I think my Fe in overdrive can manifest as snark. I generally try to engage with people honestly and try to hear their perspectives, even if I don't care for what they're saying. But once they ignore the social construct completely and say something in a manner that directly rubs me the wrong way, or that has gotten us off track and the whole group riled up, I feel less inclined to keep the claws retracted. It's kind of a feeling of, "Okay, if you don't care, I don't care."
[This] paragraph of Tallulah's is exactly what you saw cafe and I doing in the INFJ Common Issues thread. We felt like EW was ignoring the social constructs. As a result, we felt less need to be protective of her feelings, as the message obviously wasn't getting through. This is interesting to consider in regards to Te doing the same when the shoe's on the other foot.
^ no it's not quite the same though ... Te will ignore but Fe will shun, it's different somehow. You risk more battling with an Fe user. You risk being shut out of their lives. It feels more dangerous.
No, you can argue with a Te user and you don't generally risk being shut out of their lives for disagreeing with them. Fe takes exception to dissension in a different personal space. It does take it personal. Te will say, "No shit, you were right. Huh!" And then move on somehow, more easily or readily.
Hmmmm. Very interesting..... This rings true to me.
I guess I feel like at least with Te, the implicit idol Te serves is logic and pragmatism. And, this is a really good thing because it's a universal leveler. It cuts through the human foibles that go hand in hand with the subjectivity that comes with emotions and personal agendas. The goal is getting [it] done.... And getting [it] done in the most direct, efficient, and practical way possible.
Perhaps this is why I am so open to changing my behavior and opinions if someone can logically argue that they are wrong. And, I think this is a Te strength: re-examining one's reasoning based on the facts at hand and a better logical argument if one is presented. Because I'm not trying to protect my agenda. I'm looking outside myself to see if my agenda fits getting to wherever I'm wanting to get to.

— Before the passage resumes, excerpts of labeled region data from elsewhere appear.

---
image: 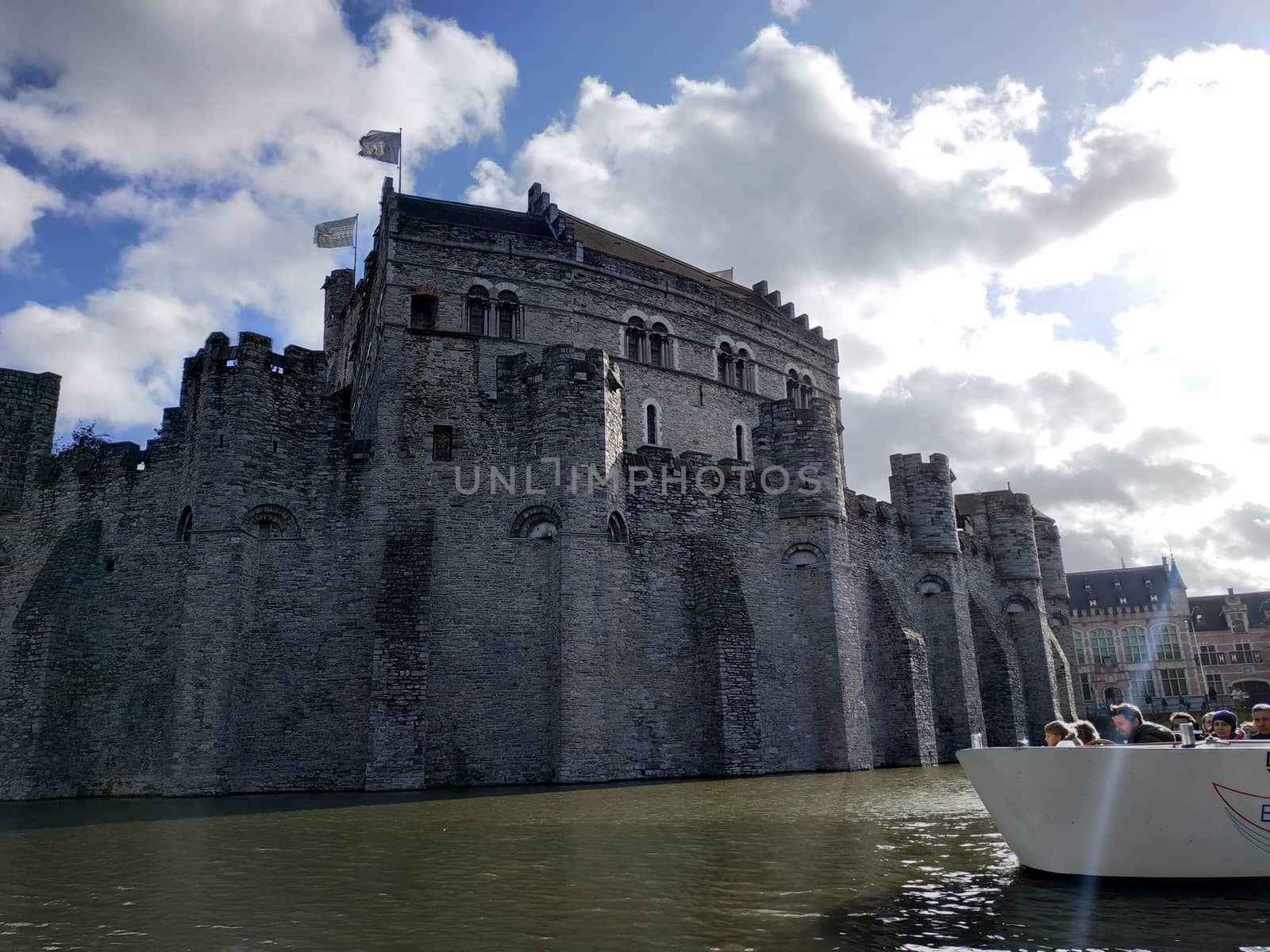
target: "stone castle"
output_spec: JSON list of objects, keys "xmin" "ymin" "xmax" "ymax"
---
[{"xmin": 0, "ymin": 179, "xmax": 1075, "ymax": 798}]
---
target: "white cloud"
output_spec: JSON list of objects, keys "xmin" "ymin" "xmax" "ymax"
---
[
  {"xmin": 468, "ymin": 28, "xmax": 1270, "ymax": 589},
  {"xmin": 0, "ymin": 160, "xmax": 65, "ymax": 268},
  {"xmin": 0, "ymin": 2, "xmax": 517, "ymax": 428},
  {"xmin": 772, "ymin": 0, "xmax": 811, "ymax": 21}
]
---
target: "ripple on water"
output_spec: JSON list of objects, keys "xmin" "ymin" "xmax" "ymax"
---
[{"xmin": 0, "ymin": 766, "xmax": 1270, "ymax": 952}]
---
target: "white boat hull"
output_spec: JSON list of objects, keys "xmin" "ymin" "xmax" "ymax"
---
[{"xmin": 957, "ymin": 743, "xmax": 1270, "ymax": 878}]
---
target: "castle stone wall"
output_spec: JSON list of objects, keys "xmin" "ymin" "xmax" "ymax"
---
[{"xmin": 0, "ymin": 184, "xmax": 1071, "ymax": 798}]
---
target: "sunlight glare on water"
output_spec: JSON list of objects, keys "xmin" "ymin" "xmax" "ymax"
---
[{"xmin": 0, "ymin": 766, "xmax": 1270, "ymax": 952}]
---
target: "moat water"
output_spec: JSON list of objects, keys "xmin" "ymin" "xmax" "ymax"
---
[{"xmin": 0, "ymin": 766, "xmax": 1270, "ymax": 952}]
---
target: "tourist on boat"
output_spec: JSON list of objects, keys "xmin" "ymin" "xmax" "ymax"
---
[
  {"xmin": 1168, "ymin": 711, "xmax": 1199, "ymax": 734},
  {"xmin": 1045, "ymin": 721, "xmax": 1081, "ymax": 747},
  {"xmin": 1110, "ymin": 704, "xmax": 1168, "ymax": 744},
  {"xmin": 1243, "ymin": 704, "xmax": 1270, "ymax": 740},
  {"xmin": 1072, "ymin": 721, "xmax": 1115, "ymax": 747},
  {"xmin": 1213, "ymin": 711, "xmax": 1243, "ymax": 740}
]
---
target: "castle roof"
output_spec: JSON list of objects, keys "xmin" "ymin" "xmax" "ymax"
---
[
  {"xmin": 398, "ymin": 194, "xmax": 771, "ymax": 307},
  {"xmin": 1067, "ymin": 563, "xmax": 1170, "ymax": 611},
  {"xmin": 1190, "ymin": 592, "xmax": 1270, "ymax": 631},
  {"xmin": 398, "ymin": 195, "xmax": 552, "ymax": 239}
]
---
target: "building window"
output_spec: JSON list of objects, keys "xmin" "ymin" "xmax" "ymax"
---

But from my side of the table, it seems like the Fe users that find my posts sometimes off putting, are looking for some validation of their expressed opinions. And, they feel like I'm not giving it to them.
More than that, because I don't give them this validation, they see me re-arguing my point in response to their posts as an overt rejection of what they had to say.... And, they are sort of right.
If I'm completely honest with myself (And, I'm not saying this to upset anyone, nor do I mean I haven't considered what you've had to say) I'm going to go where the logic leads me, regardless of my personal feelings of filial loyalty to you.
If you want me to change my mind which I'm more than willing to do, then you should know I'm looking for straightforward, logical arguments about why my reasoning is wrong. When I don't hear a convincing, logically-based argument, then I'm just plowing forward with what I believe is the self-evident logic of my position.
Additionally, if I respond with a logical argument about why I disagree with you, it's not because I'm trying to embarrass or ignore you. In fact, the very fact that I'm laying out a logical argument for you means I have indeed listened to you and am trying to show you the utmost respect... This is a sign of respect from me because I assume that like me, you hold logical, straightforward arguments in the highest esteem and will tailor you approach if you see the logic in what I'm saying.
This is not always the case.
Again, please no one be offended by my candor regarding my internal process. I felt it important to share what's going on with me to shed some light on this miscommunication I seem to keep having with some Fe / Ti users.